Einleitung:
Die europäische Dimension
des Holocaust: Nichtdeutsche Täter
in deutschen Diensten
Der Beginn des Zweiten Weltkriegs am 1. September 1939 war eine entscheidende Zäsur in der Gewaltgeschichte des NS-Staates. Bis zu diesem Zeitpunkt hatte die Verfolgung angenommener und tatsächlicher politischer Gegner sowie die Drangsalierung der jüdischen Minderheit vergleichsweise wenige Todesopfer gefordert.1 Der Krieg änderte alles. Massenhafte Gewalt, die in der Struktur von Hitlers Herrschaft von vornherein angelegt war, wurde nun zum bestimmenden Merkmal der Politik, allerdings ganz überwiegend außerhalb der deutschen Grenzen.2
Während beispielsweise die stalinistische Sowjetunion ihre eigenen Bürger unter Generalverdacht stellte und millionenfach umbrachte, richtete sich der nationalsozialistische Furor gegen die Staatsangehörigen der von der Wehrmacht besetzten Länder. Demgegenüber war der Anteil Deutscher und Österreicher an der Gesamtzahl der Opfer nationalsozialistischer Gewaltverbrechen gering.3 Es bestand, mit anderen Worten, ein enger Zusammenhang zwischen Besatzungspolitik und Massenmord. Unter den rund 13 Millionen Opfern deutscher Tötungen außerhalb von Kampfhandlungen stellten die Juden mit rund 6 Millionen die mit Abstand größte Gruppe, gefolgt von sowjetischen Kriegsgefangenen mit rund 3 Millionen von der Wehrmacht getöteten Kombattanten.4
Die nationalsozialistische Führung strebte die vollständige Auslöschung des jüdischen Volkes im Machtbereich des Deutschen Reiches an. Durchgeführt wurde dieser Völkermord mit Waffengewalt auf dem Territorium der UdSSR sowie in besonderen Lager auf dem Territorium Polens. Dies waren einerseits die Lager Chełmno im Warthegau und Auschwitz-Birkenau in Oberschlesien, beide juristisch deutsches Staatsgebiet.
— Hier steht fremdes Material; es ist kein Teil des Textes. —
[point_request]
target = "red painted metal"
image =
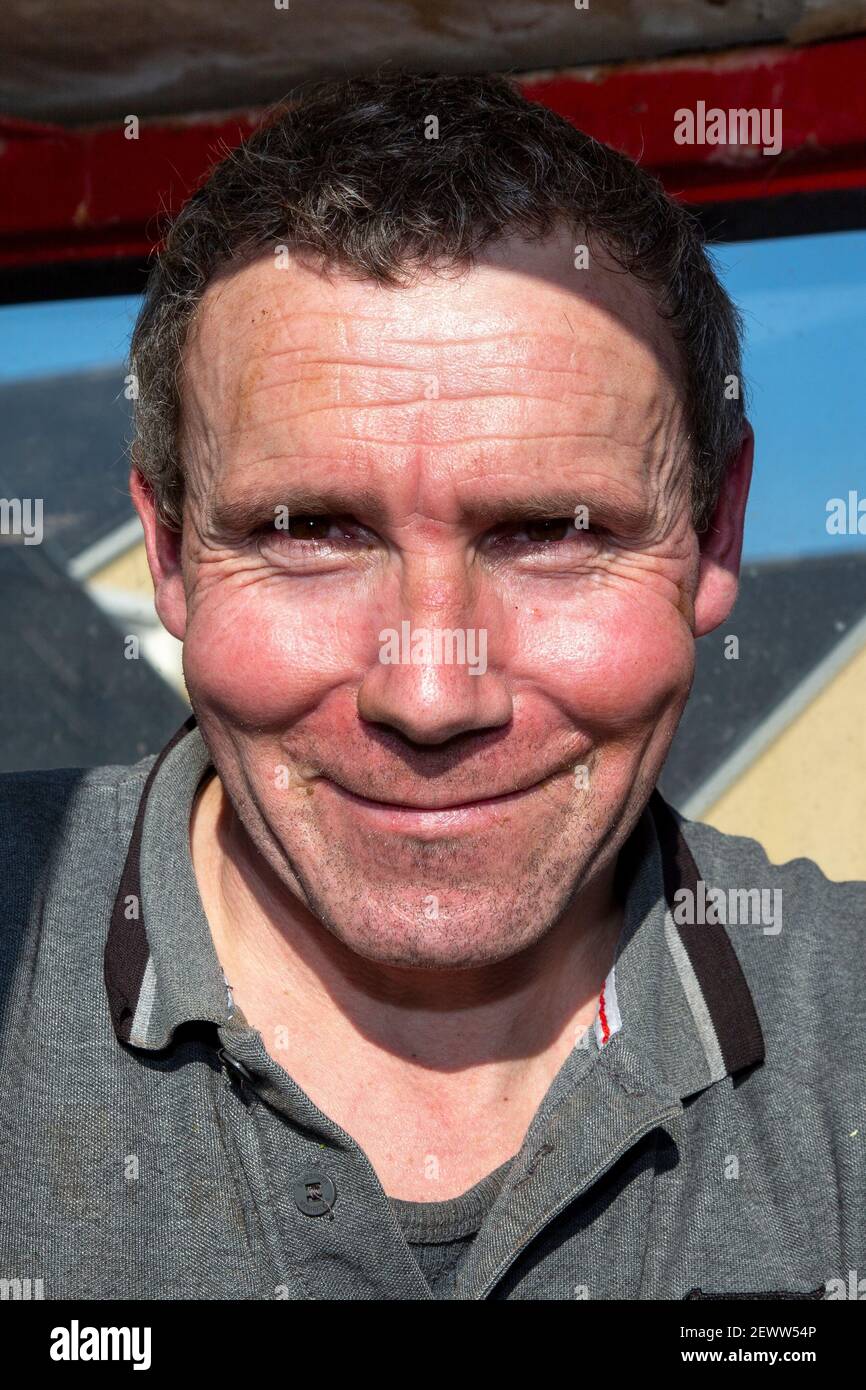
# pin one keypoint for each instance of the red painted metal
(72, 195)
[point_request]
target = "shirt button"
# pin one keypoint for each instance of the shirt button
(314, 1191)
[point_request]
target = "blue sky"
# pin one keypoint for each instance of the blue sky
(804, 299)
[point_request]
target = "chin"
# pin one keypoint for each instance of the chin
(460, 938)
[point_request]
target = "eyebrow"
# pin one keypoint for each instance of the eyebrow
(237, 516)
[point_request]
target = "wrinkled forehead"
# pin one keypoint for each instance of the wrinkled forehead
(524, 334)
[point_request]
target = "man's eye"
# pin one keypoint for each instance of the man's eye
(309, 527)
(548, 528)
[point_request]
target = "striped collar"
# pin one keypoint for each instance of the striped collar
(676, 997)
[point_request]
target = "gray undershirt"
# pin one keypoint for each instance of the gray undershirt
(439, 1233)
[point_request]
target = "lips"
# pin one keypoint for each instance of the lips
(437, 806)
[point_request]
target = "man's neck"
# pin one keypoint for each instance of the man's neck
(430, 1070)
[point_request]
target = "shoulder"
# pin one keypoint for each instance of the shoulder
(60, 833)
(805, 952)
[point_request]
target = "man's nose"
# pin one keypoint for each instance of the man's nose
(438, 672)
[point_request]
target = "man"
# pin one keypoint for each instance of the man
(392, 976)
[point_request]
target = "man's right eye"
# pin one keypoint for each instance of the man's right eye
(307, 527)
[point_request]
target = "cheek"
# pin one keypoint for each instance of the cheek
(262, 660)
(616, 662)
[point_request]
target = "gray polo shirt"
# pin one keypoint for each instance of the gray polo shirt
(708, 1133)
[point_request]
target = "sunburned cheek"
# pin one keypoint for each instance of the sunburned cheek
(613, 666)
(264, 662)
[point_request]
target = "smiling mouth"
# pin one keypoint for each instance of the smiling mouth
(412, 808)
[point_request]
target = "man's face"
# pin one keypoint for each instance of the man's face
(444, 437)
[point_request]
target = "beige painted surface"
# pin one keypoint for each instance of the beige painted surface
(806, 792)
(128, 571)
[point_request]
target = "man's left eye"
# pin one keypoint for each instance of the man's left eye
(548, 528)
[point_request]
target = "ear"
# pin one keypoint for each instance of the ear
(722, 544)
(163, 546)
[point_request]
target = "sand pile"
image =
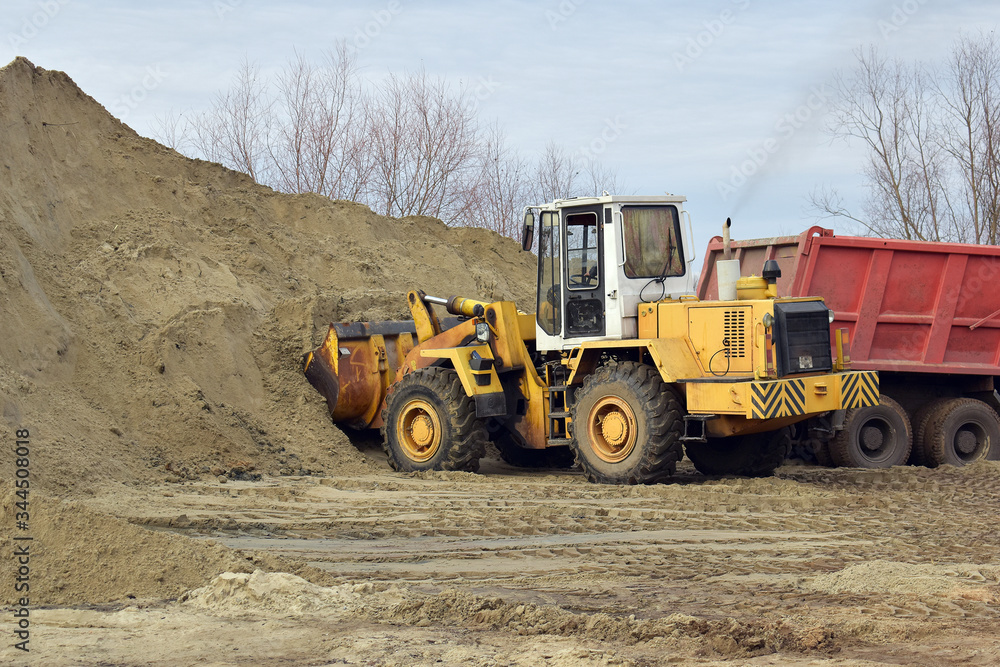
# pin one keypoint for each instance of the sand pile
(968, 581)
(155, 308)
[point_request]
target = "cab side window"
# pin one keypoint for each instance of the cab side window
(581, 251)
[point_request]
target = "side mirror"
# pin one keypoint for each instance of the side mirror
(528, 232)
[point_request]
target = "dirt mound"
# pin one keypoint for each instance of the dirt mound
(156, 307)
(971, 582)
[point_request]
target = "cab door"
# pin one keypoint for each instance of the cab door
(583, 272)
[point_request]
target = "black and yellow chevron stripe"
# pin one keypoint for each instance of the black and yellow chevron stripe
(777, 399)
(860, 389)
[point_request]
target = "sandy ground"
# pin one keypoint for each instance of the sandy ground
(812, 567)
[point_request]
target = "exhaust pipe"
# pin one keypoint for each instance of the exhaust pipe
(728, 270)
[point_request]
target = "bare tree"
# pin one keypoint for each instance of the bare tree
(236, 130)
(407, 145)
(172, 130)
(424, 141)
(969, 96)
(931, 137)
(556, 174)
(318, 145)
(502, 188)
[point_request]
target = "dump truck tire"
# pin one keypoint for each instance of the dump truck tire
(921, 420)
(961, 431)
(513, 452)
(430, 424)
(627, 425)
(755, 455)
(878, 436)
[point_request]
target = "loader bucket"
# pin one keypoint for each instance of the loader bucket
(355, 366)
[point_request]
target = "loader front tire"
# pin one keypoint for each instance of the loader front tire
(430, 424)
(627, 425)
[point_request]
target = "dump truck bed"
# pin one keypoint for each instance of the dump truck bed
(908, 306)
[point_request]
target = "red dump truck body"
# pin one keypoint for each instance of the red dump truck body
(909, 306)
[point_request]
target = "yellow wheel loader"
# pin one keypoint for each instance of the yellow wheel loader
(620, 369)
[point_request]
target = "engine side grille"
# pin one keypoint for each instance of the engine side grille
(734, 330)
(802, 337)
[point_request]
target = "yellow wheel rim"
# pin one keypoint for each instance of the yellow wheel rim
(419, 430)
(612, 429)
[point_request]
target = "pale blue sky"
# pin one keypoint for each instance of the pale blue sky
(692, 90)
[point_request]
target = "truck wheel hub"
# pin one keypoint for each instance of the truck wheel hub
(872, 438)
(965, 441)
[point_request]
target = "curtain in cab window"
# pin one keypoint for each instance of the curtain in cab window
(652, 241)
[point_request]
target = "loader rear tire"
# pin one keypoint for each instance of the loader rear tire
(754, 455)
(962, 431)
(430, 424)
(878, 436)
(627, 425)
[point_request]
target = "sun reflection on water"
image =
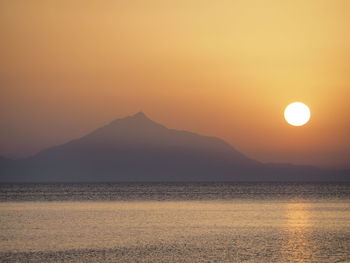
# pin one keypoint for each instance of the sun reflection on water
(298, 228)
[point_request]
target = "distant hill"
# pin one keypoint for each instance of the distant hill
(136, 148)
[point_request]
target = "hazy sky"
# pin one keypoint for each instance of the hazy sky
(222, 68)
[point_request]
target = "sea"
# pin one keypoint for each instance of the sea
(175, 222)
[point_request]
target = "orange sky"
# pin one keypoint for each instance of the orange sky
(224, 68)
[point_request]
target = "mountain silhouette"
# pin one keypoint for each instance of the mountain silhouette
(138, 149)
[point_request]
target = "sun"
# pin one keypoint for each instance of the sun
(297, 114)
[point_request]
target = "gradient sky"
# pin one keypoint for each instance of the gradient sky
(223, 68)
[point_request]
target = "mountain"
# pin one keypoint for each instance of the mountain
(136, 148)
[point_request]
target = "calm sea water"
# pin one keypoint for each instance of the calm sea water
(175, 223)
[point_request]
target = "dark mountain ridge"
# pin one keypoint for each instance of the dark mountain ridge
(136, 148)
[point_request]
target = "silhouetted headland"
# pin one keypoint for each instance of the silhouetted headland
(137, 149)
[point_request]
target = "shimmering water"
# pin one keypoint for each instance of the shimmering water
(175, 223)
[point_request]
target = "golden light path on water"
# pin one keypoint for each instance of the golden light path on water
(180, 231)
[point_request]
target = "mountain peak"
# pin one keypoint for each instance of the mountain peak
(140, 115)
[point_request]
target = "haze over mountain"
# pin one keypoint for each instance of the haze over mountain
(136, 148)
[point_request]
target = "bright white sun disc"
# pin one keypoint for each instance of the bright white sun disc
(297, 114)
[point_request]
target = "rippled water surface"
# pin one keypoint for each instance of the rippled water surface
(175, 223)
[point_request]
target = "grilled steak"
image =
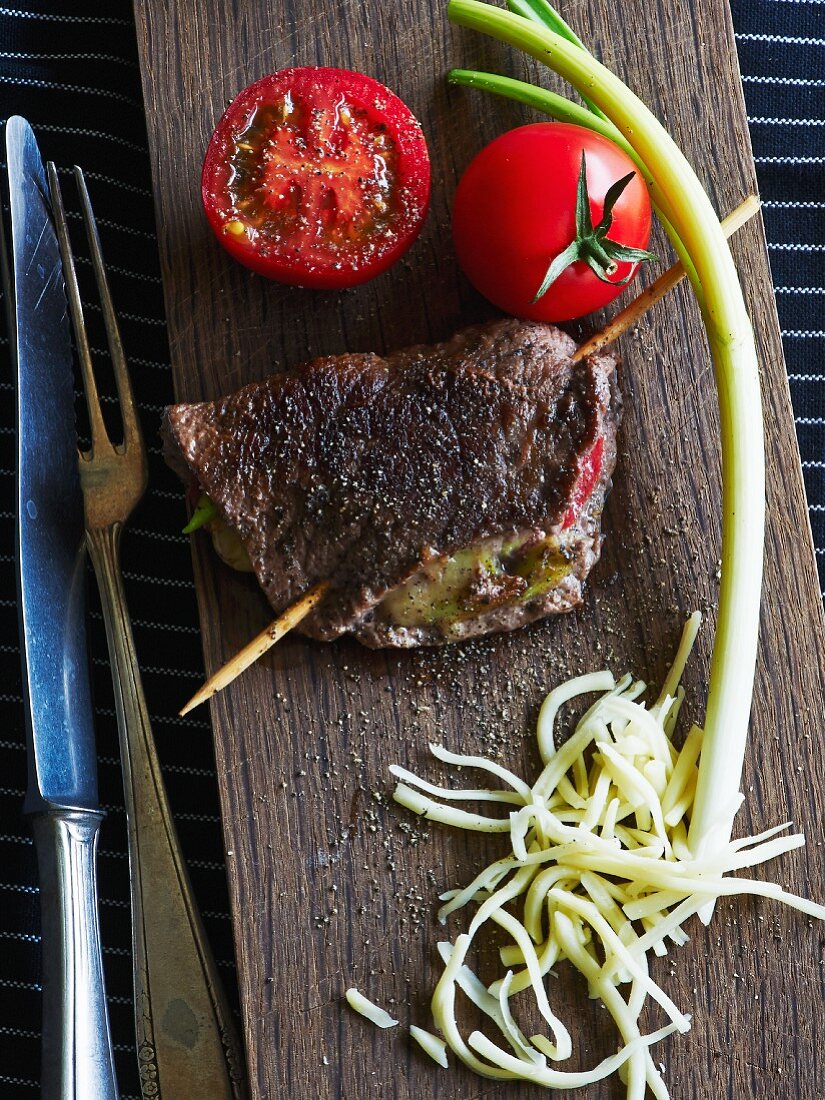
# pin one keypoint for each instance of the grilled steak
(446, 491)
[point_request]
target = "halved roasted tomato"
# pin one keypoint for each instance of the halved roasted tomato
(318, 177)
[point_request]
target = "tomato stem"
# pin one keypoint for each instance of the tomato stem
(730, 337)
(591, 243)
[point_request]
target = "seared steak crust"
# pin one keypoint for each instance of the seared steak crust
(359, 469)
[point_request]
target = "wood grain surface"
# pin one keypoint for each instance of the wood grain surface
(332, 884)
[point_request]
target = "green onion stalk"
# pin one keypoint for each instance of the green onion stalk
(693, 227)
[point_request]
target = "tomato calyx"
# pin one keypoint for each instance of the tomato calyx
(591, 243)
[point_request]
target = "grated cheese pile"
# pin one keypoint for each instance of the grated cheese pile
(598, 872)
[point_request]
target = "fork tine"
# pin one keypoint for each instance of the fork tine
(99, 435)
(132, 435)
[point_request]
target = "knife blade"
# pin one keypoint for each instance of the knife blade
(62, 795)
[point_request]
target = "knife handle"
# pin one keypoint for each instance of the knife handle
(77, 1051)
(186, 1040)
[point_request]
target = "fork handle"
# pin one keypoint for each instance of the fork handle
(77, 1051)
(187, 1045)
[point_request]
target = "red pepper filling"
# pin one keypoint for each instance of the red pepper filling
(591, 468)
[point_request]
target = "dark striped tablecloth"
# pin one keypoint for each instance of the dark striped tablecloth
(70, 67)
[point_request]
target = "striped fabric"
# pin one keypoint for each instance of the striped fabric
(70, 67)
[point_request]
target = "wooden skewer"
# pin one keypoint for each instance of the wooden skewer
(259, 646)
(301, 607)
(626, 318)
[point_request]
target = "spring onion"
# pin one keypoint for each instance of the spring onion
(694, 226)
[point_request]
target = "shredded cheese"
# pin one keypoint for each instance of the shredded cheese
(371, 1011)
(598, 873)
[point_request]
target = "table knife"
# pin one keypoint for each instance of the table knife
(62, 796)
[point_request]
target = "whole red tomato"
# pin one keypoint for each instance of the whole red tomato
(317, 176)
(515, 212)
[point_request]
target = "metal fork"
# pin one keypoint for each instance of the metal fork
(186, 1043)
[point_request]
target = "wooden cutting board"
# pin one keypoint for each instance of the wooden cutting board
(332, 884)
Diese waren zum anderen Bełżec, Sobibór und Treblinka, die in den Distrikten Lublin und Warschau des so genannten Generalgouvernements, also in Ostpolen, errichtet wurden.5
Die drei letztgenannten Lager standen im Mittelpunkt der »Aktion Reinhardt«, eines Vernichtungs- und Raubprogramms größten Ausmaßes, dem in den Jahren 1942/43 deutlich mehr Juden zum Opfer fielen als Auschwitz-Birkenau.6 Im September 1942 erreichte der Holocaust seinen grässlichen Höhepunkt. Zu keinem Zeitpunkt vorher oder nachher wurden so viele jüdische Männer, Frauen und Kinder getötet wie im Spätsommer dieses Jahres.7 Die Massenverhaftungen, Deportationen, Erschießungen und Giftgasmorde der »Aktion Reinhardt« zeigen aufs Neue, dass der in der Geschichtsschreibung beider deutscher Staaten zunächst dominierende Topos vom »maschinellen«, gewissermaßen lautlos und menschenleer ablaufenden Genozid keine Entsprechung in der Realität hatte.8 Hier wurde von Angesicht zu Angesicht getötet und maximale Gewalt angewendet.